His eyes were damp. He glanced at his feet as his hands fell from her face. Everything felt as though it was built on a hollow ground. He looked up back up at her softly smiling features. He knew.
“You’re not going really going to Paris, are you?”
She let out a gentle laugh and wiped her eyes. “No…I’m not.”
“You won’t even tell me where?”
She stopped for a second before she slid into his space and put a hand to his cheek. Her eyes were truth.
“I love you. Know that. Know that…we had our moment.”

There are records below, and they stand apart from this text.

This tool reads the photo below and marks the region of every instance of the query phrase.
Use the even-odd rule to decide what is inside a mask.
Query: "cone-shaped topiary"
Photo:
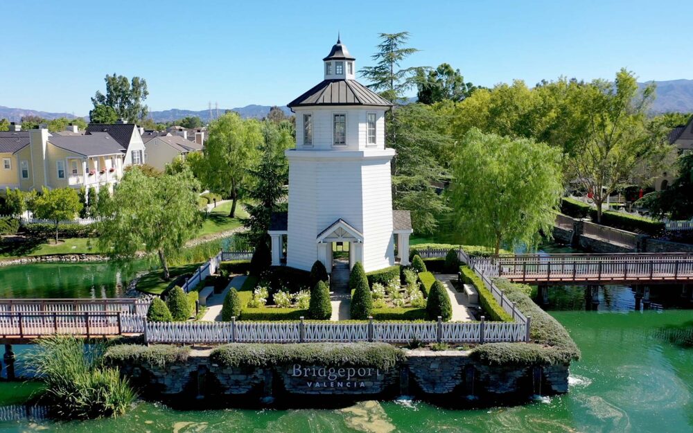
[[[308,308],[308,316],[315,320],[328,320],[332,317],[330,289],[327,288],[327,284],[324,281],[318,281],[310,290],[310,304]]]
[[[231,317],[238,319],[240,316],[240,297],[236,289],[231,288],[224,298],[224,304],[221,307],[221,319],[224,321],[231,321]]]
[[[310,268],[310,287],[315,287],[318,281],[327,283],[327,269],[325,265],[319,260],[316,260]]]
[[[450,303],[445,286],[439,281],[436,281],[431,286],[426,301],[426,315],[430,320],[437,320],[441,316],[444,321],[453,317],[453,306]]]
[[[353,290],[351,296],[351,319],[363,320],[373,314],[373,297],[368,287],[368,279],[360,262],[354,265],[349,281],[349,289]]]
[[[171,317],[171,312],[166,306],[166,303],[164,302],[161,298],[154,298],[152,303],[149,304],[147,310],[148,321],[171,321],[173,318]]]
[[[166,299],[168,310],[171,312],[173,320],[187,320],[190,317],[190,304],[188,303],[188,297],[183,289],[177,285],[168,292]]]
[[[459,258],[457,257],[457,250],[450,248],[445,256],[445,272],[448,274],[457,274],[459,270]]]
[[[412,267],[416,271],[417,274],[428,272],[428,269],[426,269],[426,264],[423,263],[423,259],[419,254],[414,256],[414,258],[412,259]]]

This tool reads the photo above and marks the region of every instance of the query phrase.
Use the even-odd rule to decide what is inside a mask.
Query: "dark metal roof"
[[[356,59],[353,58],[351,54],[349,53],[349,51],[346,47],[342,44],[342,41],[339,38],[337,39],[337,43],[332,46],[332,49],[330,51],[330,53],[327,55],[327,57],[322,59],[323,60],[356,60]]]
[[[92,132],[78,136],[53,136],[48,141],[61,149],[85,157],[117,154],[125,150],[124,146],[105,132]]]
[[[93,132],[107,132],[127,149],[132,138],[132,133],[137,127],[137,125],[134,123],[89,123],[85,134],[88,135]]]
[[[272,212],[270,215],[270,231],[286,231],[288,229],[288,213]]]
[[[294,107],[313,105],[380,105],[392,103],[356,80],[325,80],[287,105]]]
[[[411,213],[409,211],[392,211],[392,229],[411,230]]]

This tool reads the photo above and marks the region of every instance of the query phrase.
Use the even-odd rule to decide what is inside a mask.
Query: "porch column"
[[[281,265],[281,235],[271,235],[272,239],[272,265]]]
[[[409,235],[408,233],[397,233],[397,249],[399,251],[399,264],[409,266]]]

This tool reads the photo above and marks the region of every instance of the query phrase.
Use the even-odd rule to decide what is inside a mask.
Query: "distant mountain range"
[[[644,87],[649,82],[640,83],[640,87]],[[653,113],[665,113],[667,112],[679,112],[682,113],[693,112],[693,80],[672,80],[669,81],[654,81],[657,85],[657,98],[652,104],[651,111]],[[410,98],[413,102],[415,98]],[[188,116],[198,116],[204,123],[208,123],[211,115],[211,119],[216,118],[217,113],[221,116],[227,111],[236,112],[244,118],[261,118],[270,112],[270,105],[246,105],[230,109],[212,109],[193,111],[173,108],[161,112],[150,112],[150,116],[155,122],[170,122]],[[290,115],[291,111],[286,106],[280,106],[286,114]],[[51,113],[40,112],[34,109],[21,108],[10,108],[0,105],[0,118],[7,118],[10,121],[19,122],[25,116],[39,116],[44,118],[52,119],[58,117],[73,118],[75,117],[69,113]],[[85,118],[88,120],[88,116]]]

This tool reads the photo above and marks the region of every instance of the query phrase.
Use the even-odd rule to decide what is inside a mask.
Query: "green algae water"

He closed his eyes softly as an unbidden tear leaked down his cheek. She sucked in a breath.
“But I have to go now.”
He opened his eyes as a sob escaped his mouth. She swayed forward and her lips met his. She tasted like wine and salt as he took her bottom lip, bringing his hands up to her cheeks as he held her to his lifetime for just a moment longer.
She pulled away, her mouth a gap as she stuffed her cries down under her acceptance. They were just bodies of blood, blips in space, wrinkles in time at the infinitesimal level as their hearts pounded and their experiences shrank. Who they were and where they were going, he realized, never really mattered. But it did to him, and that was enough to keep him satisfied.
He put his hand to her waist. “Can you…can you at least tell me your real name?”
She smiled. “To you, I’m Christine. And it’s how you’ll remember me.”
She kissed his cheek before she walked away. His eyes couldn’t follow her. He sucked in his chest and let out a sigh. Identity didn’t really matter. Identity was a nuisance. Christine.
He closed his eyes as the tourists boarded the Pick-Up Point. His hand balled into a fist as his breathing patterns formed synchronized rhythms. He whispered to himself various saved truths. He loved her. It would be okay. They had their moment. Love is a moment. Her name is Christine.
He knew it would take him some time to accept himself, to gather their time and stick it into a box in the attic, only to be revisited nostalgically during special moments. The relics in the box would remind him of who he was. Remind him that she was right. It couldn’t be fixed. How could they move forward if they were always regressing?
You can’t keep onward when you dwell in the past.